One of the greatest challenges we face as a rescue organisation is malnutrition. About 80% of the animals who arrive at our shelter have malnutrition in varying degrees. The skin conditions, infections and diseases they suffer from are often less noticeable than the ribs and spines that signal starvation.
Addressing malnutrition must initially be approached with restraint – too much good nutrition too fast can do more damage than good. Ingesting large quantities of calcium in a short space of time can make the bones of a puppy with rickets grow too fast and result in a deformed skeleton. The puppies we treat often have stunted growth because mothers do not get enough nutrition while feeding them.
Feeding is rehabilitation
For the animals in our care, feeding is not simply a matter of scooping a cup of pellets into a bowl. Each of our dogs and cats have their own tailor-made diet worked out by our animal carers and veterinarian, based on their specific needs. This will include supplements and specific types of food – for example, our older dogs are on diets that cater for ailments such as arthritis.
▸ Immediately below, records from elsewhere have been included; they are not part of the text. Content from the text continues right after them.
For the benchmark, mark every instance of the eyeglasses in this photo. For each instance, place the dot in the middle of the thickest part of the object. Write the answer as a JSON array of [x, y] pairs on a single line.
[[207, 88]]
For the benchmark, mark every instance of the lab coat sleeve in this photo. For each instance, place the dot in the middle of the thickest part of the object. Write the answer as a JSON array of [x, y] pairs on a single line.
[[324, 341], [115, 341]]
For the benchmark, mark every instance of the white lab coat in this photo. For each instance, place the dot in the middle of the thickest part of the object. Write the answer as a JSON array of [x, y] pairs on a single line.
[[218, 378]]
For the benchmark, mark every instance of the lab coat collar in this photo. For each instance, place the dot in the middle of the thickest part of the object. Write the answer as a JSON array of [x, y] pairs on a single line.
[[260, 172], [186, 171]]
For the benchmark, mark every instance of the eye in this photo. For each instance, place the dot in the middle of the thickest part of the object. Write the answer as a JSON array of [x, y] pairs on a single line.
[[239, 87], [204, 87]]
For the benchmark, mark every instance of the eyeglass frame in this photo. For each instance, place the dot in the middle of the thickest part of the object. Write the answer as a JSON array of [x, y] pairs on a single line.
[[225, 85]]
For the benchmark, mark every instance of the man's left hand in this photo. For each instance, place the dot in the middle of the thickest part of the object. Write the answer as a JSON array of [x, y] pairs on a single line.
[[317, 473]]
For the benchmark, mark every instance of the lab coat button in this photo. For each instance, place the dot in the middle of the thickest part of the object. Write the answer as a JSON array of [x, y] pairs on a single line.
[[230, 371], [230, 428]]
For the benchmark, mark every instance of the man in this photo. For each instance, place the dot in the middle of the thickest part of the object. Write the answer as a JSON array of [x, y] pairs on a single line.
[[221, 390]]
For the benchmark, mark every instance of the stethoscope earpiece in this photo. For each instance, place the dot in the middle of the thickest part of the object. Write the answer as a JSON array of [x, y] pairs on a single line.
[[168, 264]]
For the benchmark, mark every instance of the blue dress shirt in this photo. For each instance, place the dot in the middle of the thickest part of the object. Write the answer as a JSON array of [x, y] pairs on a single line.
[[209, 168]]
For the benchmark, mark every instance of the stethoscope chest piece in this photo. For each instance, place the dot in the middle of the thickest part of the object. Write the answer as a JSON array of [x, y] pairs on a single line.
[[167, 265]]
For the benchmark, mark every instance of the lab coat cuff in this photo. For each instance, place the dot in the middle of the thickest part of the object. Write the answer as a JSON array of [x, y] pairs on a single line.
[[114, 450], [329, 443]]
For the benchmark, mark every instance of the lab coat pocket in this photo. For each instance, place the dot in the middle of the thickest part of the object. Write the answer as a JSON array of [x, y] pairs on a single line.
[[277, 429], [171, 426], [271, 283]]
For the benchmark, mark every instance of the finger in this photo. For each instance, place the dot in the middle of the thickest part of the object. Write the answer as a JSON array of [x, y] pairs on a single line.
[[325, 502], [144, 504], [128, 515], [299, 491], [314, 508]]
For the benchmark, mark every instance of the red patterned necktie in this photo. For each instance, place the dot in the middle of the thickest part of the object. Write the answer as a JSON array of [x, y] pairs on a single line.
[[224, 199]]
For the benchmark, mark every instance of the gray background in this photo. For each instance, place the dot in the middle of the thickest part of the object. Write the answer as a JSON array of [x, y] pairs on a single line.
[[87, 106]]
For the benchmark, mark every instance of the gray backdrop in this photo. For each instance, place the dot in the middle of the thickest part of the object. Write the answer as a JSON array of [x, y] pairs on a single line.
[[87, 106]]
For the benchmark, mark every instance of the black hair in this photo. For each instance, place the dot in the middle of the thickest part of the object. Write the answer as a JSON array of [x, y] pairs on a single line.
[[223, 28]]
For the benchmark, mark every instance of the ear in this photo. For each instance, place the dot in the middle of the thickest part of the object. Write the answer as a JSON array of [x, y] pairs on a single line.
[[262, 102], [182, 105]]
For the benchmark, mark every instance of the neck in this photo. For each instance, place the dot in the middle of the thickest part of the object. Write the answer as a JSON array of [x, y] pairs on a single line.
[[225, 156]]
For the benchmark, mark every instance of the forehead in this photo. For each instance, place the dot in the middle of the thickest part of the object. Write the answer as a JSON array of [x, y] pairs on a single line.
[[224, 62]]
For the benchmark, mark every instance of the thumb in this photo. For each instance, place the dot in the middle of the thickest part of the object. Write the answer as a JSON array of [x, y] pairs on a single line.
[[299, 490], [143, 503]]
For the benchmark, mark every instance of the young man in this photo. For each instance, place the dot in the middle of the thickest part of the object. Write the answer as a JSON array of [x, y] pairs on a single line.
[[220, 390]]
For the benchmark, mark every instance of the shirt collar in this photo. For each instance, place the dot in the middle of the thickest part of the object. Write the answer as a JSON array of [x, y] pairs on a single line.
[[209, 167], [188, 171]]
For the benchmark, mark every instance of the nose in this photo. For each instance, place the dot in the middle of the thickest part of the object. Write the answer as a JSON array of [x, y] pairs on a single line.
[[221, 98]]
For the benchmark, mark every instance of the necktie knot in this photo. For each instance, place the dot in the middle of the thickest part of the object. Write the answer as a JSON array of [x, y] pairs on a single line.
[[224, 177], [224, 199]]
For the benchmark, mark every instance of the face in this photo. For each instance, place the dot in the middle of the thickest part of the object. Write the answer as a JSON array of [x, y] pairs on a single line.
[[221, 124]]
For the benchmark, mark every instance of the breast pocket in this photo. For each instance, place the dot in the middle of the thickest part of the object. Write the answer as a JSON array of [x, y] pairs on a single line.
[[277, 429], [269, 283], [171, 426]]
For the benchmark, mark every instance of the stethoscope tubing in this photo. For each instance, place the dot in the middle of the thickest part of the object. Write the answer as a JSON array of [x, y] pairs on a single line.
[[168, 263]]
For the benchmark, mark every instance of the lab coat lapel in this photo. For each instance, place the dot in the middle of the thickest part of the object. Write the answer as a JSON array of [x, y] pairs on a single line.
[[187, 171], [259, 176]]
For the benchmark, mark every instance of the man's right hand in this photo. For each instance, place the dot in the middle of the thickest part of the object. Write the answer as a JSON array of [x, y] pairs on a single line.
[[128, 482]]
The dogs and cats we rescue have often been forced to survive on dirty water and minimal nutrition and this is why most of them have mange. Clean water plays a key role in their health, and good quality pet food contains higher levels of moisture. You will notice that low-end pellets are hard and dry, whereas pellets with higher nutritional value are oily and moist. This is one way you can judge the quality of the food you buy for your own animals.
The great protein mistake
A mistake made by many animal guardians in the key areas we serve, is that they feed their animals leftover human food which is severely lacking in protein (many of the dogs we treat live on a diet of mielie pap, and little else). Dogs need 30% to 40% protein in their diet, while cats need at least 70%. This is why a cat should never be fed dog food – there simply isn’t sufficient protein for the needs of a feline. Larger quantities of protein is also why cat food costs more than dog food.
The quality of the food we feed our animals at TEARS is directly related to their recovery period and future well-being. All the animals we take in are given probiotics, which helps with their digestion, boosts their immune systems and ensures weak tummies can handle the antibiotics they may need to be on for other ailments. We add omega 3 and 6 supplements to our adult dog food to assist with eliminating mange, and also include a rich formula in the food we give our puppies with mange as opposed to administering painful weekly injections.
A heart-warming example of the importance of diet is Sebastian who arrived at TEARS with such a severe case of rickets that he could barely walk. With the right diet and medical intervention he was adopted and transformed into the dog he was always meant to be.
SA pet food standards
South Africa has regulations around pet food brands and it is important that if you are a cat or dog guardian that you are aware of these so you can be sure you are feeding your animals the level of nutrition they need and deserve.
The place to start is by looking at the label. Make sure that the manufacturer is registered with the Department of Agriculture and meets the regulations for the minimum nutritional standard (it should say AAFCO approved).
Are you getting it right?
Don’t be fooled by clever marketing – just because it says the food contains chicken, doesn’t mean it does! This even goes for registered manufacturers – so read the label carefully. This is particularly important if your pet has allergies or other health conditions directly linked to food.
For example: “With chicken flavour” contains only traces of actual chicken, and some brands add essence only – so NO chicken at all. If a product says “High or rich in chicken” this means that there is at least 14% chicken in the food. Bags or tins that state “All chicken” mean that your pet is getting more than 65% actual chicken and this is the level you should be aiming for.
Don’t settle for foods that simply say “meat”, “poultry” or “animal” in the list of ingredients. Ensure that a specific source of meat (for example, lamb or chicken) is mentioned in the top two ingredients and that it is antibiotic and hormone free. These need to be labelled as human grade – don’t feed your pets what you wouldn’t eat yourself!
Then there are the basics – avoid artificial colourants and preservatives (these will appear under names such as BHA and BHT) and go for food with added Omega 3 from a high quality fish source (dogs and cats can’t use omega 3s from a vegetable base effectively). Avoid giving milk to them too, as dogs and cats are lactose intolerant and this often results in diarrhoea.
Finally, avoid any food with propylene glycol. This has been linked to anaemia in cats. However, if you follow the guidelines above and buy that treat with “Chicken rich and human grade” on the label, you will certainly be rewarded with lots of happy purrs.